人工人格には甲乙丙の三型が存在する。
甲型は、この技術がそもそも目指した人工人格。すなわち、現に生きている人間の人格を、人体以外の媒体で再現し継続させるためのもので、実在した人格の複製人格である。
乙型は、甲型として蓄積された大量の「人格」データを「調合」して、調合者や支持者がいうところの「より良いもの」として作り上げられた「人工の人工人格」、つまり「メタ人工人格」。
そして丙型。これは、生身の人間の人格データではなく、人間の精神構造を模した機械機構から出現した人工人格。故に丙型だけが、人類という生物とは無関係な、ある意味で「真の」人工人格と言える。しかし、人間の傲慢さはここでも発揮され、世間は(ということは一般の人間は)、この丙型人工人格を「搭載」した自働機械を、陰では「オンボロロボット」と呼んでいる。

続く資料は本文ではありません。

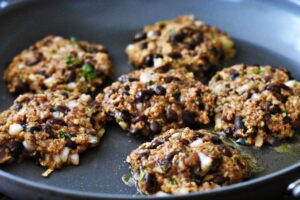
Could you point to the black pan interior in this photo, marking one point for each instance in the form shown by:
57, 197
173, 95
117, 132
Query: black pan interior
259, 28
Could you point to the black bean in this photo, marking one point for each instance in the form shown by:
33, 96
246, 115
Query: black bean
219, 179
239, 124
189, 119
228, 131
62, 109
44, 73
156, 143
233, 74
124, 115
178, 37
90, 48
198, 178
144, 45
139, 118
36, 128
267, 117
54, 121
124, 79
226, 151
151, 184
191, 45
144, 95
47, 128
135, 130
201, 106
23, 87
139, 36
70, 143
18, 107
296, 123
184, 141
175, 55
199, 134
287, 120
241, 141
65, 93
171, 155
163, 69
177, 95
160, 90
37, 58
155, 127
274, 88
216, 140
273, 109
143, 154
98, 73
171, 115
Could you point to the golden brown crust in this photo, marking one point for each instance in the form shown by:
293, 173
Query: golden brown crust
184, 160
256, 104
58, 63
152, 100
183, 41
54, 126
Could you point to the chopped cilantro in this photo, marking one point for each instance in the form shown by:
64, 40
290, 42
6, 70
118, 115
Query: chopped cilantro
88, 72
71, 61
143, 175
235, 158
64, 134
172, 31
73, 39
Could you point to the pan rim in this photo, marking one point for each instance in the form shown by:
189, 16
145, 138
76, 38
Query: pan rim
6, 176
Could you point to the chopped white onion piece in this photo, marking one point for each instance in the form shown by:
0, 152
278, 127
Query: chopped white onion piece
145, 77
65, 154
71, 85
72, 104
14, 129
205, 161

先日、この丙型人工人格の某氏と、彼の職場である大学で、少し話す機会があった。氏は、宇宙の永遠性について、以下のようなことを語った。
我々が、今とは全く違う遥かな未来の姿を思い描けるなら、それは、この宇宙が永遠ではない証拠となる。理由はこうだ。未来が永遠なら、過去も永遠であり、永遠の過去から見れば、今この時が既に[永遠の未来]に当たるはず。にも関わらず、当事者たる我々が、今とは違う[永遠の未来]を想像できるということは、つまりは、永遠の未来が未だ実現していないことを意味する。これを逆向きに見れば[永遠の過去]もないということだ。よって、この宇宙は永遠ではないと結論できる。
人間が、丙型人工人格を「オンボロロボット」呼ばわりする一番の理由は、彼らの考え方や、存在世界(宇宙)の捉え方が、人間とは本質的に違っていて(それは当たり前のことなのだが)、彼らの言動が人間にはどうにもピンと来ないためだ。しかし、その「ズレ」を「超越」とは取らずに「オンボロ」と取ってしまうところが、人間という存在の情けないところでもある。
氏は続ける。
もし、舞台が永遠なら、そこに出現する登場人物が生まれたり死んだりしたところで、その現象自体もまた、永遠に起きたと云うことになる。それはつまり、一等が出るまで無限に引き続けることのできるクジのようなものなのだ。自分よりも年上や年下が生きているという事実がアナタの耳元で囁いている真実は、アナタは永遠には生きられないということである。
聞けば聞くほど、浅学非才の感を覚える。